302. Serial infallibility

This is an almost-embarrasingly old-fashioned style of rhetoric (it dates from the 1920s), but it pretty much captures the obeisance paid to the Supreme Court by the American legal profession:

None of us desires or is able to dispute the judgments of the Supreme Court. The Court in the last analysis is always right, because the Court is the single constitutional instrument given to the American people for the solution of its basic problems. ...  One can be right only with the Court, and through the Court, for the Constitution has no other way of being in the right. The English have a saying: “My country – right or wrong.” With far more historical justification we may say of the Supreme Court, whether we agree with its decisions in individual cases or not, it remains our Court ...  And if the Court reaches a decision which one or another of us thinks unjust, he will say: just or unjust it is the Court, and the Constitution, and I shall support the consequences of the decision to the end.

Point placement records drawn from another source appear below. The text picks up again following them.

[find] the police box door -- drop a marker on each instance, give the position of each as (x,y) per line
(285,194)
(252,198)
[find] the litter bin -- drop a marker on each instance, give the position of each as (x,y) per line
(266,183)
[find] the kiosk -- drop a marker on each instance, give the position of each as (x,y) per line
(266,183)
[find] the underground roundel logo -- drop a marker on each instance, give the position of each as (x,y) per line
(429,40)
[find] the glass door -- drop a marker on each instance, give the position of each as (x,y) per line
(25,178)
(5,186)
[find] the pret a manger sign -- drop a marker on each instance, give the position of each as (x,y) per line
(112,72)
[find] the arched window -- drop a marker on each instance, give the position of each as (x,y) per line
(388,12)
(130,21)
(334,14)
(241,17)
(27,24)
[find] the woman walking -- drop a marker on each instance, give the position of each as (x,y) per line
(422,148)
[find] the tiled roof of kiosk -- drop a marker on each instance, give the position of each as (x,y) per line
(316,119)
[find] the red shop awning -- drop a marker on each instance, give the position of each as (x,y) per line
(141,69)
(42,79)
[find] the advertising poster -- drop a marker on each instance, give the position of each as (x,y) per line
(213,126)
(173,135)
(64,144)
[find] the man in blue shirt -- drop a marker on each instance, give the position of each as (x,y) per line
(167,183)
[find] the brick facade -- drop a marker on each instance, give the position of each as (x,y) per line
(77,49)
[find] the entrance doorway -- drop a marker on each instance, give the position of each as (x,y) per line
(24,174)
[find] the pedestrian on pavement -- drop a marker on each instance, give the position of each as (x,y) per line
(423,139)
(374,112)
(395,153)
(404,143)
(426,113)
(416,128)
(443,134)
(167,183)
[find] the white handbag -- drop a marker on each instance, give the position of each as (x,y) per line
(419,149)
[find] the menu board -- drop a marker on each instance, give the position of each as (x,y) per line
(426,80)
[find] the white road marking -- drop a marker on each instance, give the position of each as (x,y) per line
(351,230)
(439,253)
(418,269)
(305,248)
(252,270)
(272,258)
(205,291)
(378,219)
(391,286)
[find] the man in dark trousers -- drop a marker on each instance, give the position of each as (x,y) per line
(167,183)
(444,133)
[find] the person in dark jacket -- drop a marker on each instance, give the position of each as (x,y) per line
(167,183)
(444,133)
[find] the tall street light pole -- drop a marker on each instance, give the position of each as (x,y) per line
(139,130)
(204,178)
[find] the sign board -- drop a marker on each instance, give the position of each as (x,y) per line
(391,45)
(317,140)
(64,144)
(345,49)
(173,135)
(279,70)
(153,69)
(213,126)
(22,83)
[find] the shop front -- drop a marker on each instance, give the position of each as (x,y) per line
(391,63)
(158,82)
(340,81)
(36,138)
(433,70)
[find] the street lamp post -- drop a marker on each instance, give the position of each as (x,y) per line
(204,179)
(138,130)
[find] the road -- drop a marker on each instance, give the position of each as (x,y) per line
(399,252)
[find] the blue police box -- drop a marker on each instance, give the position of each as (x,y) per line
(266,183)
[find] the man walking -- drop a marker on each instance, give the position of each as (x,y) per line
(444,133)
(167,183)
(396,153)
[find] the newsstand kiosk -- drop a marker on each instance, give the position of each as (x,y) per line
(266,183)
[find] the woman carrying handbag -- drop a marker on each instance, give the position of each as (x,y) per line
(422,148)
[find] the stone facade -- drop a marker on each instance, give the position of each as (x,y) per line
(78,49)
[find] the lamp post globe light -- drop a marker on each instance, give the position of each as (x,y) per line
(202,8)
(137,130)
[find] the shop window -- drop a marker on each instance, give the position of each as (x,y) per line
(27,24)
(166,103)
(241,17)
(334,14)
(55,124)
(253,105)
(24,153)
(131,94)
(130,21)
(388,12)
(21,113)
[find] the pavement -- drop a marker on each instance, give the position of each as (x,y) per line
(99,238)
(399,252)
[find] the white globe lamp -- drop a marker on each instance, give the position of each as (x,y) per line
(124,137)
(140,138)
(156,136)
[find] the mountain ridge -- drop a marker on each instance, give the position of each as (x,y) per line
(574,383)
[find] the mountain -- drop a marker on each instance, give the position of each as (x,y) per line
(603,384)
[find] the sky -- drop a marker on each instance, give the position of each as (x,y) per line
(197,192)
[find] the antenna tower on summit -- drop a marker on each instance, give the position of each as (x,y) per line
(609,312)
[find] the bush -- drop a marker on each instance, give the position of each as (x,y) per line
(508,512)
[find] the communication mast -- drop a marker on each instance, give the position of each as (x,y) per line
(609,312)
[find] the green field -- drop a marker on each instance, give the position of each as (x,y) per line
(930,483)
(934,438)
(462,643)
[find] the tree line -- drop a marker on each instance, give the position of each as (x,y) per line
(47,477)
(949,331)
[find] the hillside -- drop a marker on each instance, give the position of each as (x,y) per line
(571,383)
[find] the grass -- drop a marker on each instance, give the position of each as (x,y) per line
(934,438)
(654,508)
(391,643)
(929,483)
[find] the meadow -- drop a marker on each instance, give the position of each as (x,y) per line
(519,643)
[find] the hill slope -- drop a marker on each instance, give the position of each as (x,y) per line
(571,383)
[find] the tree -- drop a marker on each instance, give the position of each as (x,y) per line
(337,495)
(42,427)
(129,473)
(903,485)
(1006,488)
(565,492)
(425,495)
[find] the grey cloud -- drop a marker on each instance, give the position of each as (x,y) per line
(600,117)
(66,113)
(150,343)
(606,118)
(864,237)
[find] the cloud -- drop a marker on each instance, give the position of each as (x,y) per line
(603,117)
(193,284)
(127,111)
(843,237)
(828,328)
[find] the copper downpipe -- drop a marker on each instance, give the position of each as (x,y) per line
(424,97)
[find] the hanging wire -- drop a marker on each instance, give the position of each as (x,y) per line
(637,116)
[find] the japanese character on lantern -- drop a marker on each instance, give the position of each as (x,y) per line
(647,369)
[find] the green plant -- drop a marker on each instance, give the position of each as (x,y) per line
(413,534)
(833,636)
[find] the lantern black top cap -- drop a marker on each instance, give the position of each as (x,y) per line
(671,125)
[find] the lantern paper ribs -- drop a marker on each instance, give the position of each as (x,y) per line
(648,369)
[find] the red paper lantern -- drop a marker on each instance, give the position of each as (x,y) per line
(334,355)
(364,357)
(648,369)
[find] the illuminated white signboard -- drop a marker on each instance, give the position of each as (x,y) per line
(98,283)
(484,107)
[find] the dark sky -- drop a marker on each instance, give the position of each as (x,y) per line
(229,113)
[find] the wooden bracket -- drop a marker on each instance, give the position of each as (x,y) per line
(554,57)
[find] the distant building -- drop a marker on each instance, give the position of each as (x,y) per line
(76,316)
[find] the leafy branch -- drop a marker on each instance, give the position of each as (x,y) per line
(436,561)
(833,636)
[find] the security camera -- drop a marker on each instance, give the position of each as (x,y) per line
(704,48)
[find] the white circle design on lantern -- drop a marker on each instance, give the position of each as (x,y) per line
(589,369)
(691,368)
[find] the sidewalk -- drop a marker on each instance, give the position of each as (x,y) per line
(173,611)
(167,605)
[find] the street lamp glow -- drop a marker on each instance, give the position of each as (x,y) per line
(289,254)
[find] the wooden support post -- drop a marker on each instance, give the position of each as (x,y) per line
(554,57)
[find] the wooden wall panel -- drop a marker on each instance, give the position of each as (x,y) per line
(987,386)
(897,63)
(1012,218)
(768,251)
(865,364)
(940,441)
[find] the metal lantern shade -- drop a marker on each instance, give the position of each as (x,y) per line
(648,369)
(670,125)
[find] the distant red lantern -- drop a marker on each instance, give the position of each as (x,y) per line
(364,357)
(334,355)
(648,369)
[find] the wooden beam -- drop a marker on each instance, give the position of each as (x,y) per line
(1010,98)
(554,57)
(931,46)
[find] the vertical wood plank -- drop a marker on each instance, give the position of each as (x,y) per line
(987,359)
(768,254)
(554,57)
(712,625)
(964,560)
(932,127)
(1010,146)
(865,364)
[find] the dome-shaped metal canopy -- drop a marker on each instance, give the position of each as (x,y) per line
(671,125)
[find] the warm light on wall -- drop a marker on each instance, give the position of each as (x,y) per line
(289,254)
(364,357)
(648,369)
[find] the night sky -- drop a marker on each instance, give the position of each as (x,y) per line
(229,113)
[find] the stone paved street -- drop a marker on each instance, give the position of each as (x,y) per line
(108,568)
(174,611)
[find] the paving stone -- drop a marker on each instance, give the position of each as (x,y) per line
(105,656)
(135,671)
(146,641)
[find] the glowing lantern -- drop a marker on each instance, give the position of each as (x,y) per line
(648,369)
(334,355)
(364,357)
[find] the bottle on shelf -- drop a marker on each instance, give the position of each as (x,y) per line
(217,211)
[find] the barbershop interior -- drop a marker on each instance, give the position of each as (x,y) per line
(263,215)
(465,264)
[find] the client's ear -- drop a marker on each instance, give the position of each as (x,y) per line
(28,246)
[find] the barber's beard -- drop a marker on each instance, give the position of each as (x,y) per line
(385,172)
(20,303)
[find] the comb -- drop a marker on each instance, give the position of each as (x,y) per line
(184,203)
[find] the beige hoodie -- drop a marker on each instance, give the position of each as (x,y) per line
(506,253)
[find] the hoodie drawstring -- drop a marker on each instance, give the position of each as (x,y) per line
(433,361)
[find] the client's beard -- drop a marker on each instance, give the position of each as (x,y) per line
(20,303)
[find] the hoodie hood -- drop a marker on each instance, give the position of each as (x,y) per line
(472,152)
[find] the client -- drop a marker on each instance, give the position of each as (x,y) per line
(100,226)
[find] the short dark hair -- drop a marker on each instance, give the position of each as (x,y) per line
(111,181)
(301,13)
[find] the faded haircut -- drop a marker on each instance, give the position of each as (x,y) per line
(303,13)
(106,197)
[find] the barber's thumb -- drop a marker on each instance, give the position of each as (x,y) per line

Justice Jackson made the same point much more pithily, and with far greater wit (the 1924 speaker was reputed to be totally humorless): "We are not final because we are infallible, but we are infallible only because we are final. "

Of course, Trotsky wasn't really talking about our Supreme Court - I've retouched his speech about fealty to the Party.   The block quote links to an old Trotskyite essay with the title, "Trotsky on substitutionism," and substitutionism (of which the 1924 speech is cited as an example) is something very familiar to American lawyers.  The mode of thought signified by that unwieldy name is drummed into us in law school, and few lawyers question it thereafter. 

According to Yigael Gluckstein / Tony Cliff

 Quite early in his political activity, when only 24 years old, Trotsky prophesied that Lenin’s conception of party organisation must lead to a situation in which the party would “substitute itself for the working classes”, act as proxy in their name and on their behalf, regardless of what the workers thought or wanted.

Lenin’s conception would lead to a state of affairs in which “the organisation of the party substitutes itself for the party as a whole; then the Central Committee substitutes itself for the organisation; and finally the ‘dictator’ substitutes himself for the Central Committee”.

Stalin, of course, proved Trotsky right.

American lawyers do it differently: we substitute "majority opinions of the Supreme Court" for "the Constitution."  In practical terms, we accept the Court is the Constitution: the meaning of the Constitution really does change with each new opinion coming out of that mausoleum-shaped pile of marble - even when accepting the legitimacy of the new doctrine means accepting the illegitimacy of the Court's previous doctrine.   The Court is serially infallible.

Each of the state supreme courts has similarly, if less-convincingly, tried to meld its identity with that of its state's constitution.  And lawyers, like the surviving remnant of Stalin's Central Committee, are sufficiently intimidated that we act as though we really think Chiffon is butter.